The Culture & Animals Foundation is pleased to announce that J. M. Coetzee, the South African-born novelist, multiple Booker Prize winner, and recipient of the 2003 Nobel Prize for Literature, has been awarded the 2024 Nancy Regan Arts Prize in recognition of his contribution to animal rights.
Throughout his extensive body of work, J. M. Coetzee has presented a nuanced, challenging, and rigorously honest view of human relationships with and attitudes toward animals. In The Lives of Animals, published twenty-five years ago this year, he introduced readers to Elizabeth Costello, an aging novelist and animal advocate who finds it increasingly difficult to summon the willful forgetfulness necessary to negotiate professional and family relationships in a world indifferent to animal suffering.
In Disgrace, also published in 1999, David Lurie, fired from his job at the university, ends up processing the carcasses of dogs euthanized at an animal shelter. Coetzee writes about farming chickens in Boyhood (1997) and industrial chicken farming in Age of Iron (1990). And in “Meat Country,” an essay published in Granta in 1995, he explores the multiple ironies and incongruities of holding true to his vegetarianism in Texas.
“In his writing,” says Martin Rowe, CAF’s Executive Director, “J. M. Coetzee has asked all of us, whether we eat animals or not, to examine our ethical blind spots, and to acknowledge our frailties as embodied creatures alongside those of other animals. Through his character Elizabeth Costello—truculent, exhausted, and unable any longer to tolerate a far-too-cruel world—he raises an uncomfortably accurate mirror for animal advocates to look into.”
Rowe continues: “Since its beginning in 1985, CAF has recognized that our moral obligations to animals can be stirred not only through reasoning but through the arts—seeing ourselves in the voices, characters, and visions presented on stage, within a frame, or on the page. J. M. Coetzee’s work showcases how a rigorous moral sensibility can be allied with a deep investigation of character to exemplify what it entails to care about lives other than our own.”
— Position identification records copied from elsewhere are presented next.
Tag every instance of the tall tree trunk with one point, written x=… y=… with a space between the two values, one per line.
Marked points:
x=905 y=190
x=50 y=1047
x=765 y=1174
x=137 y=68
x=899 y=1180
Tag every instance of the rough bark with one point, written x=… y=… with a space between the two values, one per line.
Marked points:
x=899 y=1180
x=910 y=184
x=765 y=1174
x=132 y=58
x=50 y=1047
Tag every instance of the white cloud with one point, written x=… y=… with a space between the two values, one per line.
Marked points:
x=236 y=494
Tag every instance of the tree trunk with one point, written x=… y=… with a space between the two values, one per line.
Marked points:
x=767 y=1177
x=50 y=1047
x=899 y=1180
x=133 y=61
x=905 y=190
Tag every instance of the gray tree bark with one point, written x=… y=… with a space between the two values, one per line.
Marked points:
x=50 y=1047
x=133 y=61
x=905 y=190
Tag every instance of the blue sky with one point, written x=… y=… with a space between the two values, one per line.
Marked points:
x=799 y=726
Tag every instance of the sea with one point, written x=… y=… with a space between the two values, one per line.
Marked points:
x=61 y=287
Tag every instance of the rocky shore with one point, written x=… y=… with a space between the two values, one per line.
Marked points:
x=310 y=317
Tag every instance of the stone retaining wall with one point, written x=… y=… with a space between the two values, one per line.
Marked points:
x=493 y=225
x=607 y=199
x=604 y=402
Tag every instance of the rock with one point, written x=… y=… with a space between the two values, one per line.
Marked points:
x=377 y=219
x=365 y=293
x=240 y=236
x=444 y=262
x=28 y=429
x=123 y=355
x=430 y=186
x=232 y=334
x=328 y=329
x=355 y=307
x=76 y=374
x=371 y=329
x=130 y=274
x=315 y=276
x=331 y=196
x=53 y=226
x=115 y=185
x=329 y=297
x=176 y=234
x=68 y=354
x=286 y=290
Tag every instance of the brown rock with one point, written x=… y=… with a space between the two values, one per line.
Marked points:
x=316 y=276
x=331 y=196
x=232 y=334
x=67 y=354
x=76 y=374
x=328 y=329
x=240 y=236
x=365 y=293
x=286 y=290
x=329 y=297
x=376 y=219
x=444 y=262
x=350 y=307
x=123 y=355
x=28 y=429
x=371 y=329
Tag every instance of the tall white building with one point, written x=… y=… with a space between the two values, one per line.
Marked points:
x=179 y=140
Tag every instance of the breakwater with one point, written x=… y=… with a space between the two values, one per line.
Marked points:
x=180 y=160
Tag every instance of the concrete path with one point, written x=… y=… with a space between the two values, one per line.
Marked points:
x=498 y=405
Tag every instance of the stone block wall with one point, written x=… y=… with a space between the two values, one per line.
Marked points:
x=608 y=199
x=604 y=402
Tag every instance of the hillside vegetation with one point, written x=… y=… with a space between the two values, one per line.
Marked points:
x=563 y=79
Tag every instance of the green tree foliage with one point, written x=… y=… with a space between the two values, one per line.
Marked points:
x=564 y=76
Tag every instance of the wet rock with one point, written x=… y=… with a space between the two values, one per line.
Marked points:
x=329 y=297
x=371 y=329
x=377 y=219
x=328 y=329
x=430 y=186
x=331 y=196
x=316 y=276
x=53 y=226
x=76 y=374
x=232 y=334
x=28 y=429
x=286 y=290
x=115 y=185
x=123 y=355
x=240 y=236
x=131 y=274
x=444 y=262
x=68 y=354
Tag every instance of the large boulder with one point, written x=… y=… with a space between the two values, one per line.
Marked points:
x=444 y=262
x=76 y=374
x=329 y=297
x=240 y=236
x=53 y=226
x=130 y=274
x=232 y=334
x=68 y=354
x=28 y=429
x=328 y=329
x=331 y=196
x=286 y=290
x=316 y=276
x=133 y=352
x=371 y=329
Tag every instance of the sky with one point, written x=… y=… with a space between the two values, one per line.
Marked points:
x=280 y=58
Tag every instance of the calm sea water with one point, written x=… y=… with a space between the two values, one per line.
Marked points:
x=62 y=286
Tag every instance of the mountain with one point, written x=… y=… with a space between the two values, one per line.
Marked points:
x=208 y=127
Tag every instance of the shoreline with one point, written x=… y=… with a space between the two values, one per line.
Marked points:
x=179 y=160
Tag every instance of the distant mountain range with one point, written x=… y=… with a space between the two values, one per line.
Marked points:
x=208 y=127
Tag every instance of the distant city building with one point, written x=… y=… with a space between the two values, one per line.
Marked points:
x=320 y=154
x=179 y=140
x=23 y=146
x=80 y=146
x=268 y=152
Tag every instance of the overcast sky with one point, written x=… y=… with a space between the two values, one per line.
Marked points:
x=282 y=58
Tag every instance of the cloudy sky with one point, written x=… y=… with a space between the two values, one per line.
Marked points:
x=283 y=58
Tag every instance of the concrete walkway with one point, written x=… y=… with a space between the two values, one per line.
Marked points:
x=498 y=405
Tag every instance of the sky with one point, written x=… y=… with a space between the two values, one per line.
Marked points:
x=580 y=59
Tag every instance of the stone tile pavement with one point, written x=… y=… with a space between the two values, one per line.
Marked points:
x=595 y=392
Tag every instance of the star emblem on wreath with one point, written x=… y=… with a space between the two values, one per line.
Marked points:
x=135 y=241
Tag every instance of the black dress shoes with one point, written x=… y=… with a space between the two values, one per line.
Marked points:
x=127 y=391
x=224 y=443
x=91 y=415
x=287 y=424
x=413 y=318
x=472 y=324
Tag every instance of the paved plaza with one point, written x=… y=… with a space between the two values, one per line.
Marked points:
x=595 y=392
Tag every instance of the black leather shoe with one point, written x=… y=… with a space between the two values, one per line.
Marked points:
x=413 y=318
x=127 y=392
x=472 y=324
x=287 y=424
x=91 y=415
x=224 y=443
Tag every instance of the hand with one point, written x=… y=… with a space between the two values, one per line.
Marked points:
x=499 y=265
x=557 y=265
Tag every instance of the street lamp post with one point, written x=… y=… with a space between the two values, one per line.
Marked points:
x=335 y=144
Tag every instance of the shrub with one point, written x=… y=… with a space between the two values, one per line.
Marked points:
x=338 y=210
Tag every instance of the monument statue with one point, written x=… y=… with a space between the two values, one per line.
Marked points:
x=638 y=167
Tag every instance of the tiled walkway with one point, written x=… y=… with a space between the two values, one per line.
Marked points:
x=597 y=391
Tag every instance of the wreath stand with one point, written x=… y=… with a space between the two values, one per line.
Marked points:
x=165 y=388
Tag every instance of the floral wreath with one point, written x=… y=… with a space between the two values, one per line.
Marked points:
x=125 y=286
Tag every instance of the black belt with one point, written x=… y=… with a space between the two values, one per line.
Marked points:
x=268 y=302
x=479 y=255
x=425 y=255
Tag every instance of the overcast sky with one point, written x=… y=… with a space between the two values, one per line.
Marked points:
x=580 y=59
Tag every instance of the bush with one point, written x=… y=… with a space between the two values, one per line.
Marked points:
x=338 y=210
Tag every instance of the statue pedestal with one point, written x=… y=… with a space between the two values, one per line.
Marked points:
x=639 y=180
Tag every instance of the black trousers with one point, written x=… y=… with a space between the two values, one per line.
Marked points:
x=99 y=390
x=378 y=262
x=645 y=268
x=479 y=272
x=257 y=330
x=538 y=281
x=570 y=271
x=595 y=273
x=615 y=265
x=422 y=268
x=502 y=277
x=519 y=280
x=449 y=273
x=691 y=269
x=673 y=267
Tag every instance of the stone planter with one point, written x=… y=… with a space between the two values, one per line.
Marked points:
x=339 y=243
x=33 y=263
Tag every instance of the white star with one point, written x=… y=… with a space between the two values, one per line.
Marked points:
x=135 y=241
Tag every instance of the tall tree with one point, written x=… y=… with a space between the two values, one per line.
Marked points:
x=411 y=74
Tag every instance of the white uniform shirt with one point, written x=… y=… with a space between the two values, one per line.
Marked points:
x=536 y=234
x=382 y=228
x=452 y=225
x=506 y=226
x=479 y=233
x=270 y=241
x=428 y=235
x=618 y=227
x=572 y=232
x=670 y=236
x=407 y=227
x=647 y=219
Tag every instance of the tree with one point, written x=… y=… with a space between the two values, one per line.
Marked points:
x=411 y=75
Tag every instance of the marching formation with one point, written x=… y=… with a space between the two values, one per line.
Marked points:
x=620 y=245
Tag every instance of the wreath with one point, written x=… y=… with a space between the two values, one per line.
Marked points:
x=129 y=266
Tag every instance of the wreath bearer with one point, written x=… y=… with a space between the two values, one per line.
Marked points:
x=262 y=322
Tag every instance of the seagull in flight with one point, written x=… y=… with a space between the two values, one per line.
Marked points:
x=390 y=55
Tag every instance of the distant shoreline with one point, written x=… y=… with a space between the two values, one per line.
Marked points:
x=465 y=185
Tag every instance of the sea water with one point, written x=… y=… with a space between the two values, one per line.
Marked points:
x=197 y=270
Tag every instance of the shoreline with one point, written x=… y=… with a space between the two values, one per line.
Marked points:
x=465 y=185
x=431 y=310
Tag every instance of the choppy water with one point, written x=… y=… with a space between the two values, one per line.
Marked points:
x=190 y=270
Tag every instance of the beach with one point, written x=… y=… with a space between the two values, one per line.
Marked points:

In addition to being an advisory board member, Coetzee has long had an association with CAF and its co-founders. In receiving the award, he wrote: “Tom Regan’s pioneering work in the 1980s did much to give shape to the animal rights movement. Since his death, and Nancy’s, their work has been ably carried further by the Culture & Animals Foundation. It is an honour to be associated with the names of the Regans.”
About the Nancy Regan Arts Prize
The prize is given to an individual or team who applied that year for a grant from the organization, or who had produced an outstanding body of work in support of animal rights. All genres of art—including performance, dance, music, craft, film, and the visual arts—are open for consideration. The prize is named for CAF co-founder Nancy Regan (1938–2021). It was because of her interest in the arts that CAF supports artists of all kinds in their promotion of animal rights. Previous winners were cartoonist Joan Chan Wing Yan (2021), artist Sue Coe (2022), and photographer Isa Leshko (2023).
About the Culture & Animals Foundation
The Culture & Animals Foundation (CAF) began in 1985 under the auspices of animal rights philosopher Tom Regan (1938–2017) and his wife, Nancy (1938–2021). In the course of its three-decades-long history, CAF has worked with some of the leading lights in animal advocacy and scholarship. Since 2008, CAF has given annual grants in research, creativity, and performance. In 2017, CAF established the Tom Regan Visiting Research Fellowship at NCSU and the annual Tom Regan Memorial Lecture, and in 2021, the Nancy Regan Arts Prize, to honor CAF’s two co-founders.